Hungaryʼs external financing capacity exceeds €8 bln in Q1-Q3

September balance of payment data published by the National Bank of Hungary (MNB) on Monday suggest that, thanks to higher net EU fund utilization and a rising trade surplus, the countryʼs net external financing capacity surpassed €8 billion, a new high, in Q1-Q3.
The monthly figures offer the first look at Q3 and Q1-Q3 balance of payment developments until the MNB publishes the official first reading of Q3 figures on December 23.
The central bank reiterated that much of the monthly data are estimates.
The preliminary monthly current account figures add up to a Q3 surplus of €2.1 bln, which is nearly €1 bln up from a year earlier, and the largest quarterly c/a surplus since Hungary started running a surplus after the global economic and financial crisis. A rising surplus on the trade of goods and services provided an explanation for about half of the year-on-year increase.

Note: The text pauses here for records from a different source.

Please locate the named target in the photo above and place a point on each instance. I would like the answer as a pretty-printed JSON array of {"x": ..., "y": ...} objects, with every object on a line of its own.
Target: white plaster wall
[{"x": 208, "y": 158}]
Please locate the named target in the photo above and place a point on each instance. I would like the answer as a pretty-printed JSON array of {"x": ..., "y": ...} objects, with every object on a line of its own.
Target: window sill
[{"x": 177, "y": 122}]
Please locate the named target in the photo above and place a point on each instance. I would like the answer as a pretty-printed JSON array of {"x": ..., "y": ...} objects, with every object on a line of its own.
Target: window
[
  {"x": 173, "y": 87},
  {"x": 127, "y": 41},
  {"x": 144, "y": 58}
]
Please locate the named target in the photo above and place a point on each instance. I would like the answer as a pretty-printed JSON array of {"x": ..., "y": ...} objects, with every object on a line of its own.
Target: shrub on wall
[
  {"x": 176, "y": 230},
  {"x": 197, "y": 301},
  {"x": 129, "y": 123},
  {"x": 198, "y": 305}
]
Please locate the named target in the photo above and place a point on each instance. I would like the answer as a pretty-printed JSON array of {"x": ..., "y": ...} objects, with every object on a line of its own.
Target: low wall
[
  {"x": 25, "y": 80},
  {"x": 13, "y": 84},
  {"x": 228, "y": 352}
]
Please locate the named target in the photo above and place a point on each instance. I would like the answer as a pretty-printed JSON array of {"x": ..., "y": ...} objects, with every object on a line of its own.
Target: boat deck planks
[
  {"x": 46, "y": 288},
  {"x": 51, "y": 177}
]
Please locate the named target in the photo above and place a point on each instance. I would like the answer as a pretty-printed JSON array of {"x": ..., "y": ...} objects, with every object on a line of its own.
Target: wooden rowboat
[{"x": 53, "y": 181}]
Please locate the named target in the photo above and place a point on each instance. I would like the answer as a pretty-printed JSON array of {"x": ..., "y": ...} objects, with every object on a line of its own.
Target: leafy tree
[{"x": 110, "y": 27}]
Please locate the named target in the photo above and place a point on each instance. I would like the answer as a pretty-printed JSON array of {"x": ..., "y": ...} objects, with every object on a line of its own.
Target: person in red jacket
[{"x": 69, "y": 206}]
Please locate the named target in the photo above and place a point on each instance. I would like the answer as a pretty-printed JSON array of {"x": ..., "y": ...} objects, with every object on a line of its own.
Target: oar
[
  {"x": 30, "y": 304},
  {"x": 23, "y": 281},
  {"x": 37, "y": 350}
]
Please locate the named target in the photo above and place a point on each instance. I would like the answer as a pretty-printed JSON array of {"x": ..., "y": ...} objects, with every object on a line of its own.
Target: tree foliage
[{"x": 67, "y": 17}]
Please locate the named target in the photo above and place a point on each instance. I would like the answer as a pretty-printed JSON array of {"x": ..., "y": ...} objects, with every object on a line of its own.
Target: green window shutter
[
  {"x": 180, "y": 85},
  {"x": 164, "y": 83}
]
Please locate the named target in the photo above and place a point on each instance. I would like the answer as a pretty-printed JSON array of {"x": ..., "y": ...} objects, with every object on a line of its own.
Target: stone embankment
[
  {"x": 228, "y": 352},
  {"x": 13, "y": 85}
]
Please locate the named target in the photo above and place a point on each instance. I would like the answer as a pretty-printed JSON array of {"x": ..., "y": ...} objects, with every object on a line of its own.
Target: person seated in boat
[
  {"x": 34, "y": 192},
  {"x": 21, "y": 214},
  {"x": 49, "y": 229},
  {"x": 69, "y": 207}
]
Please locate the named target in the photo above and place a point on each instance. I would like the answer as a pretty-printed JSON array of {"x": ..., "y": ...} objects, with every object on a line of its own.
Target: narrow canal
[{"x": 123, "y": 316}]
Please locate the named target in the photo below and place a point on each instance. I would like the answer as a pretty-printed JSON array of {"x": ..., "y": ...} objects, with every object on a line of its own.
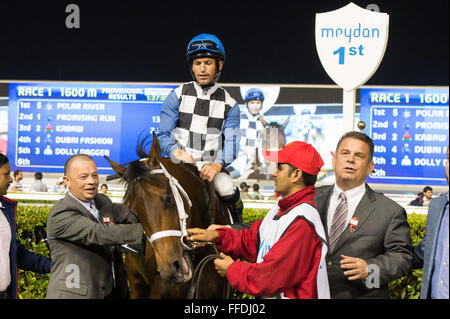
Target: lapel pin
[{"x": 106, "y": 220}]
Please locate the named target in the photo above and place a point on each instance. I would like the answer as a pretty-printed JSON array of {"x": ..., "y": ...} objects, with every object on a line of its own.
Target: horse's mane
[{"x": 137, "y": 171}]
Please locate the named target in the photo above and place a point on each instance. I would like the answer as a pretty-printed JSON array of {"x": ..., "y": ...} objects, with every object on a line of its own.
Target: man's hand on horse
[
  {"x": 222, "y": 264},
  {"x": 198, "y": 234},
  {"x": 209, "y": 171},
  {"x": 183, "y": 156}
]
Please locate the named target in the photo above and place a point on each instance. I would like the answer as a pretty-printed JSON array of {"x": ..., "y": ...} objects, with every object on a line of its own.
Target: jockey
[
  {"x": 252, "y": 124},
  {"x": 199, "y": 119}
]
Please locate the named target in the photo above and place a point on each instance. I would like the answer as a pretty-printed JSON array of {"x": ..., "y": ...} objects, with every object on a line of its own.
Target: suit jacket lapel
[
  {"x": 322, "y": 201},
  {"x": 365, "y": 207},
  {"x": 81, "y": 208}
]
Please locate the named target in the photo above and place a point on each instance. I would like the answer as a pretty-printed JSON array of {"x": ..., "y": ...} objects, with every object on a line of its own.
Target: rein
[{"x": 176, "y": 189}]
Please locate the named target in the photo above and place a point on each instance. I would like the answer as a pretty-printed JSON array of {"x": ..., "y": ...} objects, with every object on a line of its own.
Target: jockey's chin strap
[{"x": 176, "y": 189}]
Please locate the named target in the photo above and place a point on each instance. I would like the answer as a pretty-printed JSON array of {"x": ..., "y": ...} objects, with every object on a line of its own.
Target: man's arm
[
  {"x": 397, "y": 258},
  {"x": 75, "y": 227},
  {"x": 28, "y": 260},
  {"x": 231, "y": 141}
]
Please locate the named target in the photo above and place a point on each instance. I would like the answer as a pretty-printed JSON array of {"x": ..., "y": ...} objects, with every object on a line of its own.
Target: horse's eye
[{"x": 167, "y": 201}]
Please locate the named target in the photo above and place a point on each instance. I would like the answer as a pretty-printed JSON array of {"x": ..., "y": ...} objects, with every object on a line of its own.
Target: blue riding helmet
[
  {"x": 254, "y": 94},
  {"x": 205, "y": 45}
]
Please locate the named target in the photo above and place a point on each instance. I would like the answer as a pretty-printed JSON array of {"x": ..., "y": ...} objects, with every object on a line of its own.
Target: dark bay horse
[{"x": 168, "y": 198}]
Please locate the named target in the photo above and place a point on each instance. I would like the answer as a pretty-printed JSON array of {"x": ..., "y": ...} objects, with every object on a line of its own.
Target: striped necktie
[{"x": 339, "y": 221}]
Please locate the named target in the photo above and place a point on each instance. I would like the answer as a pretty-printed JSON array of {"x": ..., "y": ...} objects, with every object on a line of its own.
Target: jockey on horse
[{"x": 200, "y": 120}]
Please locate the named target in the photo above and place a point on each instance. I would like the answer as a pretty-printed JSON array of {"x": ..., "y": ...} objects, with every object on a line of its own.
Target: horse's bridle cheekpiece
[{"x": 176, "y": 189}]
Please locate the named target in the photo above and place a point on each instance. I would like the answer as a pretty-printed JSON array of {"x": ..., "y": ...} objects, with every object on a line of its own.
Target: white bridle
[{"x": 176, "y": 189}]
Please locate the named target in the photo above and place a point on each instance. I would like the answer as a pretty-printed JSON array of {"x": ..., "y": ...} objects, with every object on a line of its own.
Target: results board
[
  {"x": 49, "y": 122},
  {"x": 409, "y": 128}
]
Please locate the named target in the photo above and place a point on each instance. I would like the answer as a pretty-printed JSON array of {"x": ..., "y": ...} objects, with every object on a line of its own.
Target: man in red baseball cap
[{"x": 287, "y": 248}]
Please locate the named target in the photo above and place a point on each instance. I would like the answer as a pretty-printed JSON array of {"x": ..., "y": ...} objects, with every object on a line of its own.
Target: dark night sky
[{"x": 266, "y": 41}]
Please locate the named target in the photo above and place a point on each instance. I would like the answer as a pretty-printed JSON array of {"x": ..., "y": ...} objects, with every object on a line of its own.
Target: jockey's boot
[{"x": 235, "y": 205}]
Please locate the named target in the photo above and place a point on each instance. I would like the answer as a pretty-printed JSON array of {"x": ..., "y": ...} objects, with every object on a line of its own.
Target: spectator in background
[
  {"x": 16, "y": 185},
  {"x": 60, "y": 187},
  {"x": 427, "y": 193},
  {"x": 38, "y": 185},
  {"x": 104, "y": 189},
  {"x": 418, "y": 201},
  {"x": 256, "y": 194},
  {"x": 244, "y": 191},
  {"x": 13, "y": 254}
]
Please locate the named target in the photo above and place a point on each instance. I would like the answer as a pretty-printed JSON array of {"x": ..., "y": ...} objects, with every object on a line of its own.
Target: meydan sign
[{"x": 351, "y": 42}]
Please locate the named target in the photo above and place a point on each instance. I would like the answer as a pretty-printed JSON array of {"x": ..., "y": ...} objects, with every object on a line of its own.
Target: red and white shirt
[{"x": 286, "y": 251}]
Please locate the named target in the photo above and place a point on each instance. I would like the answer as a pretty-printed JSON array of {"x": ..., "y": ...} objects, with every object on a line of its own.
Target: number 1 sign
[{"x": 351, "y": 42}]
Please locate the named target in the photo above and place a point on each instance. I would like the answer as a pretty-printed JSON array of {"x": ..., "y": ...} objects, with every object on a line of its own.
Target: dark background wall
[{"x": 265, "y": 41}]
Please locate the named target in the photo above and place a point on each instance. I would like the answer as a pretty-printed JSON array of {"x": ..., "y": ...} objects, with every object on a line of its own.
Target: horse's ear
[
  {"x": 119, "y": 169},
  {"x": 263, "y": 121},
  {"x": 155, "y": 150}
]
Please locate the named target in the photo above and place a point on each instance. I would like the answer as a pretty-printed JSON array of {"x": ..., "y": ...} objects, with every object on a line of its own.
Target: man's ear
[
  {"x": 370, "y": 170},
  {"x": 66, "y": 180},
  {"x": 296, "y": 175}
]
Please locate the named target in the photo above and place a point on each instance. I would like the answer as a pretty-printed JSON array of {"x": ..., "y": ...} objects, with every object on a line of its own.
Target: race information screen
[
  {"x": 409, "y": 128},
  {"x": 49, "y": 122}
]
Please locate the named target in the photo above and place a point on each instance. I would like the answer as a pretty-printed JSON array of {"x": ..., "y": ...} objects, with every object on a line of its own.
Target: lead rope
[{"x": 195, "y": 281}]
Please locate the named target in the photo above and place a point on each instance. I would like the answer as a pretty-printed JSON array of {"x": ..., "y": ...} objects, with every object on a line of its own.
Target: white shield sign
[{"x": 351, "y": 42}]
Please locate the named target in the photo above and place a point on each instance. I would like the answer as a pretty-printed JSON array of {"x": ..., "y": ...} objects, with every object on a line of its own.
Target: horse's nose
[{"x": 180, "y": 270}]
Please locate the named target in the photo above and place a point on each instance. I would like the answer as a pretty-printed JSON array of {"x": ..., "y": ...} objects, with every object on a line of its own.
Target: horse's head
[{"x": 150, "y": 195}]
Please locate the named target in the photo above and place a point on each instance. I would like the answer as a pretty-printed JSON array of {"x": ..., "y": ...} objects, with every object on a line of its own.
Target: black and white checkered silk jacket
[{"x": 201, "y": 118}]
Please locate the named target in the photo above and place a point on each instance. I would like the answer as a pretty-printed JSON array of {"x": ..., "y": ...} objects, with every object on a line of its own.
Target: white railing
[{"x": 402, "y": 200}]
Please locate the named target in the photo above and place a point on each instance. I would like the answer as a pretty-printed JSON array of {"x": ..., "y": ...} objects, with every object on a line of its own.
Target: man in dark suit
[
  {"x": 13, "y": 254},
  {"x": 368, "y": 234},
  {"x": 83, "y": 230}
]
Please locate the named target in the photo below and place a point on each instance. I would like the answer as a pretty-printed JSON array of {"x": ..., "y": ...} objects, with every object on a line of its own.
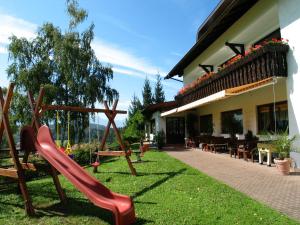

Preliminary Q3 external financing capacity came to €3.2 bln, up nearly €1.1 bln year-on-year.
Net transfers from the EU added up to a preliminary €1.6 bln in July-September, as shown by the accrual-based figures which reflect the actual utilization of the funding. The net inflow rose more than €600 million from a year earlier but fell from the Q2 peak of €1.9 bln.
Within the total, quarterly capital transfers from the EU slowed to just over €1 bln in Q3 from over €1.4 bln in Q2, implying that the utilization of EU funds slowed before year-end, the deadline for the completion of projects that won EU funding in the 2007-2013 funding cycle.
The stateʼs gross receivables from the EU rose by a preliminary €1.2 bln in Q3, climbing on a suspension of disbursements of EU funds to Hungary, putting a high bridging burden on the countryʼs central budget. The gross state receivables, counted among other investments, rose by an already unusually high €419 mln in Q2. Brussels lifted the suspension late in September, and the receivables could have dropped by some €750 mln in October when the EU transferred about HUF 233 bln of the suspended funding.
The September figures imply that Q1-Q3 external financing capacity was slightly above €8 bln, doubling from a year earlier, and already exceeding the highest ever annual surplus, of €7.6 bln, reached in 2013.
Net EU fund utilization explained €4.9 bln of the Q1-Q3 external financing capacity surplus. It rose nearly €1.8 bln from the first three quarters of 2014. Another factor was the widening trade surplus which rose to a preliminary €7.7 bln in Q1-Q3 from HUF 6.1 bln in the same period last year.